Pain Management in Lyme Disease

Lyme disease is spread through the bite of infected blacklegged ticks, also known as deer ticks.  Ticks can attach to any part of the human body, but tend to reach areas that are difficult to see such as the groin, armpits, or scalp.  Ticks must be attached for 36 hours or more before the Lyme disease bacterium, Borrelia burgdorferi, can be transmitted.

There are four stages in the progression of Lyme disease.  The first stage, known as the early localized stage, takes place between 3-30 days after the tick bite.  The infected person can experience fatigue, chills, fever, headache, muscle and joint aches, and swollen lymph nodes.  One of the most prominent signs of this stage is the Erythema migrans rash, also known as the bull’s-eye rash for its unique shape.  This rash occurs in 60% of infected individuals. (CDC)

The second stage is known as the early disseminated stage and it occurs days to a week after the tick bite if the bite is not treated within the early localized stage.  During this stage, a person starts to experience more noticeable and serious symptoms.  These symptoms include Facial or Bell’s palsy, additional erythema migrans rashes, and stiffness due to meningitis.  At this point, patients begin to feel shooting pains that can interfere with sleep as well as pain and swelling in the large joints.

If the disease is not treated, 60% of patients enter into the late disseminated stage which happens months to years post-tick bite.  These individuals typically develop arthritis with severe pain and swelling in the joints.  It is typically found in the larger joints, for example the knees.  Arthritis caused by Lyme disease exhibits itself differently than other causes of arthritis.  Lyme arthritis is similar to osteoarthritis because of stiffness due to painful swollen joints.  This happens because Lyme bacteria invade the joints and cause inflammation to the tissue that lines the joints, and eventually, if untreated, can cause the cartilage within the joints to become damaged.[1]

The final stage is the lingering symptoms after treatment.  About 10-20% of patients experience symptoms after the patient has taken antibiotics.  This is called Post-treatment Lyme disease syndrome (PTLDS).  Some evidence shows this is due to an autoimmune response, in which the immune system is continuing to respond after the infection has been cleared, causing damage to be done to a body’s tissues.  Symptoms of PTLDS can include muscle and joint pain, cognitive defects, sleep disturbance, and fatigue. (CDC)

The quicker a doctor is able to diagnose Lyme disease, the quicker they can treat it.  Patients can be prescribed antibiotics in order to rid their system of the bacteria.  Most patients who are prescribed the antibiotic during the early stages usually recover quickly and completely.

With the antibiotics working to take care of the bacteria, what is taking care of the pain associated with Lyme disease?  A patient can still be experiencing pain while taking these antibiotics, which progressively becomes worse throughout all the stages Lyme disease.  Patients who experience pain in association with Lyme disease are less likely to be active, sleep well, or eat properly due to pain.

Commonly prescribed pain medications are opioids and NSAIDs.  Both, although common, can be very dangerous.  According to a report released by the National Institute on Drug Abuse, there can be consequences when choosing to use an opioid.  Opioids are easy to abuse because of their addictive qualities.  Regular or long term use of opioids can lead to physical dependence and addiction. Once a patient stops using opioids, they can experience withdrawal symptoms such as restlessness, muscle and bone pain, insomnia, diarrhea, vomiting, cold flashes with goose bumps, and involuntary leg movements.  An overdose can cause severe respiratory depression and death. [2]

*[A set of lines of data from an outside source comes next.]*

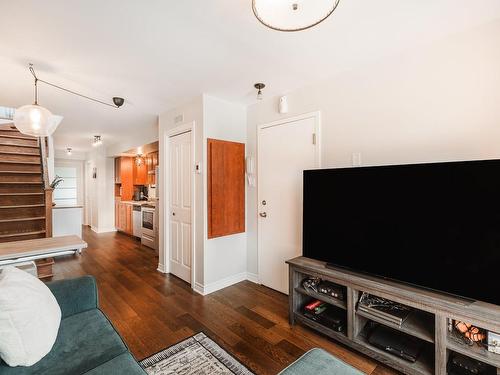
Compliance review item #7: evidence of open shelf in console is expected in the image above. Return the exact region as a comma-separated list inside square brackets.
[295, 286, 347, 310]
[356, 302, 435, 343]
[287, 257, 500, 375]
[446, 332, 500, 368]
[354, 321, 434, 375]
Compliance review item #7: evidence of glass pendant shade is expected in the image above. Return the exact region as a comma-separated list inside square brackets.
[252, 0, 340, 31]
[14, 104, 62, 137]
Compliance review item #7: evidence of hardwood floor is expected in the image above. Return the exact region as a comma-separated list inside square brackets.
[54, 228, 395, 375]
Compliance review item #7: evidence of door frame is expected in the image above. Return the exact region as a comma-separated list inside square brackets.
[255, 111, 322, 284]
[163, 121, 196, 289]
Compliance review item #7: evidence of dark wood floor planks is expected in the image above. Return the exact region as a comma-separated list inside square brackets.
[54, 228, 395, 375]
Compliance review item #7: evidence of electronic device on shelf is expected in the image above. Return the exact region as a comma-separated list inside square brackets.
[302, 277, 321, 293]
[447, 352, 497, 375]
[488, 331, 500, 354]
[358, 292, 413, 326]
[368, 325, 424, 363]
[318, 281, 345, 300]
[303, 300, 346, 332]
[302, 160, 500, 305]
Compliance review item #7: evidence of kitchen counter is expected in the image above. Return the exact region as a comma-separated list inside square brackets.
[120, 201, 156, 206]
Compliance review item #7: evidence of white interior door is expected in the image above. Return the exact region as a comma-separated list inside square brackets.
[258, 114, 320, 294]
[168, 131, 193, 284]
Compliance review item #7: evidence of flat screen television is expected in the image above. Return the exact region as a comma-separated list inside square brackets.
[303, 160, 500, 305]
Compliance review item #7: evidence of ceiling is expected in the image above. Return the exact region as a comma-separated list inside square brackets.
[0, 0, 500, 151]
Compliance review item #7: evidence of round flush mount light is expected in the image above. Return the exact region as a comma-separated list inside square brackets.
[252, 0, 340, 31]
[113, 96, 125, 108]
[92, 135, 102, 147]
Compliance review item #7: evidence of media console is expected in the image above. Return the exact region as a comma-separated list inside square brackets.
[287, 257, 500, 375]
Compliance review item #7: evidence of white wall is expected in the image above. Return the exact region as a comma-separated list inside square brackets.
[203, 95, 247, 291]
[247, 21, 500, 273]
[159, 95, 247, 293]
[158, 95, 205, 285]
[106, 123, 159, 156]
[85, 147, 116, 233]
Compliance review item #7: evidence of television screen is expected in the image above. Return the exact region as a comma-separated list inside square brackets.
[303, 160, 500, 305]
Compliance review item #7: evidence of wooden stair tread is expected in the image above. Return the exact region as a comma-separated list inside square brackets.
[0, 150, 40, 156]
[0, 203, 45, 209]
[0, 216, 45, 223]
[0, 230, 45, 238]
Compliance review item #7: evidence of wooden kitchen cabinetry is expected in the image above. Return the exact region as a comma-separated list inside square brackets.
[207, 139, 245, 238]
[115, 200, 133, 234]
[134, 158, 148, 185]
[145, 151, 158, 185]
[115, 156, 134, 201]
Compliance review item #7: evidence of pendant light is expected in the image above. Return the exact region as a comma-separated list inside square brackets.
[14, 65, 62, 137]
[92, 135, 102, 147]
[252, 0, 340, 31]
[14, 64, 125, 138]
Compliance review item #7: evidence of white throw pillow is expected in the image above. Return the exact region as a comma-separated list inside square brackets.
[0, 266, 61, 366]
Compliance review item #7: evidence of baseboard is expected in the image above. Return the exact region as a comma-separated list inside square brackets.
[90, 226, 116, 233]
[247, 272, 260, 284]
[193, 283, 205, 296]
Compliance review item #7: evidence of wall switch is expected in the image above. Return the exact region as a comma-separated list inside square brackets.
[352, 152, 361, 167]
[174, 114, 184, 124]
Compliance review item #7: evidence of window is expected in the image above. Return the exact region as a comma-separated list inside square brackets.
[54, 166, 78, 206]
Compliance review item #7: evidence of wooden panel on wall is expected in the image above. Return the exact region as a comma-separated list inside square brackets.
[207, 139, 245, 238]
[120, 156, 134, 201]
[134, 158, 148, 185]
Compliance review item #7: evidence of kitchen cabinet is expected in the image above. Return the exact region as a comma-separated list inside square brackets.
[115, 201, 133, 234]
[115, 158, 122, 184]
[134, 158, 148, 185]
[207, 139, 245, 238]
[145, 151, 158, 185]
[115, 156, 135, 201]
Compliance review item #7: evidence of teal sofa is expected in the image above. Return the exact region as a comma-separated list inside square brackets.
[279, 348, 363, 375]
[0, 276, 145, 375]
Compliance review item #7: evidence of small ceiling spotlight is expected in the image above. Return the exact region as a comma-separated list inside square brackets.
[113, 96, 125, 108]
[253, 83, 266, 100]
[92, 135, 102, 147]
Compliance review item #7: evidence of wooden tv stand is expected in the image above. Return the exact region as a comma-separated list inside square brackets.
[287, 257, 500, 375]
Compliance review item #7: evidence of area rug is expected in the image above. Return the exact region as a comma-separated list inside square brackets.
[140, 333, 254, 375]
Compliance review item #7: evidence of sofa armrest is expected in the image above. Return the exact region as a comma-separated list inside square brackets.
[46, 276, 99, 318]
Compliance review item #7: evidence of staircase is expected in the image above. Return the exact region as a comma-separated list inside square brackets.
[0, 124, 52, 242]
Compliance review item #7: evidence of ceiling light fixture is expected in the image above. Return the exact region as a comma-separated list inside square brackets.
[14, 64, 125, 137]
[13, 64, 62, 137]
[92, 135, 102, 147]
[135, 154, 144, 167]
[253, 83, 266, 100]
[252, 0, 340, 31]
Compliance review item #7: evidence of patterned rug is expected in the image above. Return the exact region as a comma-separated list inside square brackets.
[140, 333, 254, 375]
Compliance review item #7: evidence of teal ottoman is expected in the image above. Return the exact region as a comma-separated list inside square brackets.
[278, 348, 364, 375]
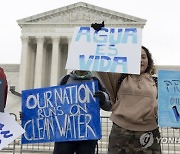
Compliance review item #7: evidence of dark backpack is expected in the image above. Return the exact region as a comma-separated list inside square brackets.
[116, 74, 158, 92]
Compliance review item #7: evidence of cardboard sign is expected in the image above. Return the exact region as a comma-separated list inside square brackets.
[22, 81, 101, 144]
[0, 112, 25, 150]
[66, 27, 142, 74]
[158, 70, 180, 128]
[0, 79, 5, 112]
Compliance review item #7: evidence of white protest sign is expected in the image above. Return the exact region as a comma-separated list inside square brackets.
[66, 27, 142, 74]
[0, 112, 25, 150]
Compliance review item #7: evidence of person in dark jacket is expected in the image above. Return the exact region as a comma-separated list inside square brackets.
[53, 70, 112, 154]
[0, 67, 8, 108]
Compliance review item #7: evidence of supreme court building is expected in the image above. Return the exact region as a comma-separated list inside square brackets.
[17, 2, 146, 91]
[0, 2, 179, 115]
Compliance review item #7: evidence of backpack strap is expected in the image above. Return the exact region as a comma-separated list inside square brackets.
[92, 76, 104, 91]
[152, 76, 158, 88]
[116, 74, 128, 93]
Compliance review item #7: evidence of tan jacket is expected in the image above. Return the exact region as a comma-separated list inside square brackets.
[98, 72, 158, 131]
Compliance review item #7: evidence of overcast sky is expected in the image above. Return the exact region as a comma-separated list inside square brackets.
[0, 0, 180, 65]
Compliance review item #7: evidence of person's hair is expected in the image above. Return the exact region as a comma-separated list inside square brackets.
[142, 46, 155, 74]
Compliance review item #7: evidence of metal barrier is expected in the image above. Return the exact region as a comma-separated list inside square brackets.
[0, 114, 180, 154]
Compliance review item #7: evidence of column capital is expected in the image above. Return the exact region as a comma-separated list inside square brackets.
[21, 36, 30, 43]
[51, 36, 61, 43]
[36, 36, 45, 43]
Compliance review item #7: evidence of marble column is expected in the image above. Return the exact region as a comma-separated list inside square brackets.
[18, 36, 30, 92]
[65, 36, 72, 74]
[34, 36, 45, 88]
[50, 37, 61, 86]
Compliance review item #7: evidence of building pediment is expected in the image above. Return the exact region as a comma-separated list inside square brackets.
[17, 2, 146, 27]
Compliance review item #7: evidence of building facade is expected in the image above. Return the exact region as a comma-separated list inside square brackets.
[4, 2, 179, 115]
[17, 2, 146, 91]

NSAIDs, although effective in treating pain and inflammation, are linked to adverse side effects which make them inappropriate for use in many patient populations.  There are several serious side effects and toxicity related to use of traditional NSAIDs which can lead to costly hospitalizations or death.  A study on the effects of NSAID induced side effects in the elderly reflected the average direct costs of GI side effects per patient-day on NSAIDs were 3.5 times higher than those of a patient-day not on NSAIDs. Seventy percent of the cost was attributed to GI events resulting from NSAID treatment.[3]  Treatment of GI problems alone caused by the use of NSAIDs is estimated to add over 40% to the cost of arthritis care.[4]

Stephen Harrod Buhner’s book “Healing Lyme Disease Coinfections” discusses an alternative to these common pain medications called Theramine®. Theramine is a medical food specifically designed for the dietary management of pain syndromes. This specialized natural product, provides the specific amino acids and nutrients required by the brain and nervous system to effectively reduce pain and inflammation. Theramine is non-addictive and is not associated with adverse GI or cardiovascular side effects.  It is used in clinical practice to reduce inflammation and improve pain perception by addressing the increased nutritional requirements of pain syndromes.  In two double blind, multi-center clinical studies comparing Theramine and an NSAID, Theramine was shown to be more effective at treating pain and inflammation than either naproxen or ibuprofen. Lyme disease can alter the metabolic requirements of the body, leading to specific amino acid and nutrient deficiencies. Effectively managing the increased demand for these essential physiologic components should be an integral part of any pain management protocol.

 


[1] American Academy of Orthopaedic Surgeons. “Effective treatment of Lyme-disease-related arthritis depends on proper diagnosis.” ScienceDaily. ScienceDaily, 2 February 2011.

<www.sciencedaily.com/releases/2011/02/110202132605.htm>.

[2] “Prescription Drugs: Abuse and Addiction” NIDA. October 2011. National Institute on Drug Abuse.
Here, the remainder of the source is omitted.